Nevertheless, centralised organisations still represent 99% of all existing ones; however, the shift from centralised to decentralised, open governance models hasn’t happened sooner, because the incentives aren’t there yet.
Incentives within communities
Incentives play a major role in the overall outcome of how organisations are structured. For a successful and long-term network growth, the right set of incentives must be put in place, as if there is a misalignment of rewards between peers, power struggles are likely to appear – which ultimately leads to more centralisation and the downfall of the network.
If you look at the way Wikipedia worked in the early days – anyone could contribute to it. Contributors’ incentive was, in essence, their reputation (much like on GitHub or Stakoverflow).
How did the market react? Wiki’s main competitor, Britannica, began to struggle because it couldn’t compete with the power of an open network, which grows at the pace of the square root of its users, according to Metcalfe’s law.
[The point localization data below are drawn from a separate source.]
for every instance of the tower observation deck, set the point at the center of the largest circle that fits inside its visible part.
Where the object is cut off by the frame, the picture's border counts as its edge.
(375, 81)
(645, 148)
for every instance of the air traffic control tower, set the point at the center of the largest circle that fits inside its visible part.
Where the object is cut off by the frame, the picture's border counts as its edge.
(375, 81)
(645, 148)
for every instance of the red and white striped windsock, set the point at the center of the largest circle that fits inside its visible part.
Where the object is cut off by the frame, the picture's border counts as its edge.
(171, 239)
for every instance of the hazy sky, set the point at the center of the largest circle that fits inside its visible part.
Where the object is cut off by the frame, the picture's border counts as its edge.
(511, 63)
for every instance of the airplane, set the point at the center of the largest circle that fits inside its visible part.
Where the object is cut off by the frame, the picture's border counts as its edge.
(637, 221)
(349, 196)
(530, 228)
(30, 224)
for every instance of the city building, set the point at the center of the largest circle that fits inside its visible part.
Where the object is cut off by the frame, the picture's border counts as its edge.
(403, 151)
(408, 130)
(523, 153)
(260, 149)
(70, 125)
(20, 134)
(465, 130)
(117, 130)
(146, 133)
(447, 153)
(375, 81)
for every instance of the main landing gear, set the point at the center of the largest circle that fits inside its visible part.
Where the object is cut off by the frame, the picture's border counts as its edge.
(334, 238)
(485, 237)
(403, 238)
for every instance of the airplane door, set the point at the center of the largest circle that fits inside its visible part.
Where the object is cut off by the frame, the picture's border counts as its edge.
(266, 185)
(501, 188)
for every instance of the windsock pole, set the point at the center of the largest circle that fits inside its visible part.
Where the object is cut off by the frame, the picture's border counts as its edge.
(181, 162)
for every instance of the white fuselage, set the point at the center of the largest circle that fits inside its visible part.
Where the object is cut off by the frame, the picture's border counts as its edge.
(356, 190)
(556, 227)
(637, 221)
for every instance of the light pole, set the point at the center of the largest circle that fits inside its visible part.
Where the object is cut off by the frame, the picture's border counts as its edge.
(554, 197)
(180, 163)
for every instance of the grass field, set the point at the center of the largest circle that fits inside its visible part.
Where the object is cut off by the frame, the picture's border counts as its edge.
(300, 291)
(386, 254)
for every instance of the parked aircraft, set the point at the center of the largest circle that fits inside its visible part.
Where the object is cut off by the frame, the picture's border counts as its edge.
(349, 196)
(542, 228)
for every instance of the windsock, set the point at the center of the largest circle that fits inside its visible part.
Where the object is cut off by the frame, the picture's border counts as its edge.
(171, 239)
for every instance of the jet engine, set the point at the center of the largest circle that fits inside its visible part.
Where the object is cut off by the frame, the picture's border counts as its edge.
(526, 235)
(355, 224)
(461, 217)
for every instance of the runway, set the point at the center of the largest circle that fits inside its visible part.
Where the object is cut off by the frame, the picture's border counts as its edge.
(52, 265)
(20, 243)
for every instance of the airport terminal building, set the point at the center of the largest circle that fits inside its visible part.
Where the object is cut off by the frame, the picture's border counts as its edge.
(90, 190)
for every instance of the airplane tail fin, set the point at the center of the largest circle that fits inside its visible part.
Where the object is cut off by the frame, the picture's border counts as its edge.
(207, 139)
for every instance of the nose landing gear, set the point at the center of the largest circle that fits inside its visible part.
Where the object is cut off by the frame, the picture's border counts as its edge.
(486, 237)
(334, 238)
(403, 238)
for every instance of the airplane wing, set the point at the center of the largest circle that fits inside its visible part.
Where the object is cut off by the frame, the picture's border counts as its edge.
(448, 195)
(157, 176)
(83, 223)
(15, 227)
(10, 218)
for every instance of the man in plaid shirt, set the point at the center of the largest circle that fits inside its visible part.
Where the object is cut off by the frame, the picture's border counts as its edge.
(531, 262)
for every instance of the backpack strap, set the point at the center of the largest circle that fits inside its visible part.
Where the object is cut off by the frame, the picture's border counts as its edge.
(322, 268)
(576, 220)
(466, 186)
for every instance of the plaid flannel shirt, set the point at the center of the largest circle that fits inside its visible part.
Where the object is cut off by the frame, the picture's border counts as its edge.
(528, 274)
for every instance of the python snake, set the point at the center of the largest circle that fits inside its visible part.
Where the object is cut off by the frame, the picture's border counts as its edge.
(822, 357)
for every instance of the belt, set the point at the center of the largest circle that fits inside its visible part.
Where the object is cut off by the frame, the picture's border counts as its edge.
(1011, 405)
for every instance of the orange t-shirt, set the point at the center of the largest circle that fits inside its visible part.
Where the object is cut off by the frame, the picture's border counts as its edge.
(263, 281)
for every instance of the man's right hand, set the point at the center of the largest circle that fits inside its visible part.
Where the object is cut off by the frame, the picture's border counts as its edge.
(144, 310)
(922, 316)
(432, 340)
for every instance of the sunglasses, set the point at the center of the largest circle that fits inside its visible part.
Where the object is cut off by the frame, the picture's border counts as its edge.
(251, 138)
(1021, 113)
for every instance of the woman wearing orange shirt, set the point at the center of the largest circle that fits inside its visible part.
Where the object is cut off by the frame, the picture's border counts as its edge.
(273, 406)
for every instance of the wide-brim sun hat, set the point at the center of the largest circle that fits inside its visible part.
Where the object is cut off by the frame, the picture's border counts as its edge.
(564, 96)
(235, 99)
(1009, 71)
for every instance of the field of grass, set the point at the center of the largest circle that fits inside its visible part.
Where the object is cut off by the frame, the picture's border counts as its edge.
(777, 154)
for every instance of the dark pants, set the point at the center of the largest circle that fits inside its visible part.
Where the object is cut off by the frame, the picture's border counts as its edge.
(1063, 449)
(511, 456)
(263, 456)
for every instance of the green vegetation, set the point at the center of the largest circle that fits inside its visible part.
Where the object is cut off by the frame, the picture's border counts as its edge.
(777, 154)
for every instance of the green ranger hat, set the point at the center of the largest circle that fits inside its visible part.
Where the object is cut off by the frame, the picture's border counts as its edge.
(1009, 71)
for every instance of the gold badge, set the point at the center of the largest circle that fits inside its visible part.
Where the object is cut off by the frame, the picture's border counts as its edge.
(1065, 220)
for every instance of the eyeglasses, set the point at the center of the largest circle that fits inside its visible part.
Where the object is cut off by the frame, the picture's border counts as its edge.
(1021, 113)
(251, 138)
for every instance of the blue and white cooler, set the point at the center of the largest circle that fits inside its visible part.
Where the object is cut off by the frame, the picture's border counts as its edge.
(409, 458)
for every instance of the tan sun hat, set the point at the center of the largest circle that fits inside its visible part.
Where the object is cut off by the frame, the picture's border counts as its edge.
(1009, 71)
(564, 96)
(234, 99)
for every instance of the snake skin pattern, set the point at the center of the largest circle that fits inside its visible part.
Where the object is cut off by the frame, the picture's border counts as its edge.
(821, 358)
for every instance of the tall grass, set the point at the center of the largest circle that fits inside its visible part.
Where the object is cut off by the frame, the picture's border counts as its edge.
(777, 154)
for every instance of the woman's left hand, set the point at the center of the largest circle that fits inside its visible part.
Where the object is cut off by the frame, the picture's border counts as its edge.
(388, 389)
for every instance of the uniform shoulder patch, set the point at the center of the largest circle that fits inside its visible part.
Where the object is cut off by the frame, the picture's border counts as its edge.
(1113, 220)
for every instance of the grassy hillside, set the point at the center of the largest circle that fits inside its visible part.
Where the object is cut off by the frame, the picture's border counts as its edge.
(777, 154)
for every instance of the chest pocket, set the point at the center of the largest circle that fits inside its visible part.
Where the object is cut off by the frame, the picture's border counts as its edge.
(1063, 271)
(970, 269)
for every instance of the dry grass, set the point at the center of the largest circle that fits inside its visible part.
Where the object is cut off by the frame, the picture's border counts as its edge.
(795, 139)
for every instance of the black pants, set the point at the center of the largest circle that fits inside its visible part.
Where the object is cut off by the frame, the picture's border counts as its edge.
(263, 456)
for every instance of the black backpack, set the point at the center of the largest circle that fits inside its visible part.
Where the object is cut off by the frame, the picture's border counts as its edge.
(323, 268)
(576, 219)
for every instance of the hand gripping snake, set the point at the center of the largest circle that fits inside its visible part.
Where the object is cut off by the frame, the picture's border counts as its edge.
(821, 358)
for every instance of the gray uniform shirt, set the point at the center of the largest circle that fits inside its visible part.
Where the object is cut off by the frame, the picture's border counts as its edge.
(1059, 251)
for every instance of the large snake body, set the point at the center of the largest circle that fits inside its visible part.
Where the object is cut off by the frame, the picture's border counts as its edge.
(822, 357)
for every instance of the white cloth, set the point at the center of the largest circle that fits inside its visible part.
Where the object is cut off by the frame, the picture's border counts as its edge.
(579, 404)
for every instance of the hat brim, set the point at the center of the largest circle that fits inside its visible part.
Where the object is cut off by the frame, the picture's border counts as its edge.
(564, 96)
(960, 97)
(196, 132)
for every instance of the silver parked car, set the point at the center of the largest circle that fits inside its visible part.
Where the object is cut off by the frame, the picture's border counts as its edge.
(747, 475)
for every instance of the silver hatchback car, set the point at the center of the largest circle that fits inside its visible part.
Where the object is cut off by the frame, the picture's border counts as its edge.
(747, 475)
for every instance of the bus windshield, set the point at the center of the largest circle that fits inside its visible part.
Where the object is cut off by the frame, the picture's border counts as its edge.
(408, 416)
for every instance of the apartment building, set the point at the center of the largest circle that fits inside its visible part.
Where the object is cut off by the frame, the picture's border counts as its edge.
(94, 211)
With the rise of tech giants, other types of networks started to grow, focused in centralised distributed models, where data is spread across many servers and regions redundantly, but is owned by an institution/company. This can be demonstrated by social networks like LinkedIn, Twitter and Facebook.
The no-incentive problem
There is, however, a bottleneck with this organisational structure type, which is a single point of failure. The Cambridge Analytica scandal the first of many that will come in the future.
I would argue that distribution without decentralisation is pointless for the end-user’s benefit.
What is missing in these networks, and the reason why they need to be centralised, is a lack of incentives. Because access appears to be “free” (users don’t spend money to access social networks), the users’ relation to the platform changes. As an end-user, you take that the final product is the platform, although that couldn’t be further from the truth.
All centralised platforms have the same product and business model: to profit from end-users’ data; users are the product and the platform is the means for companies to sell their product to their customers (user data is sold on).
I believe that when there is no clear incentive and rewards for users, power tilts to the side of the decision-maker (usually, the platform owners).
Why incentives matter
Online communities are key to the successful development of crypto-projects. Because cryptocurrencies exist, there are clear gains for end-users who can benefit financially and through open and distributed governance participating in decision-making.
Open communities can leverage considerably more benefits for the end-user, the person participating in the actual network, than traditional centralised structures. Those advantages come from the incentive systems implemented that distribute rewards to agents who participate in the community.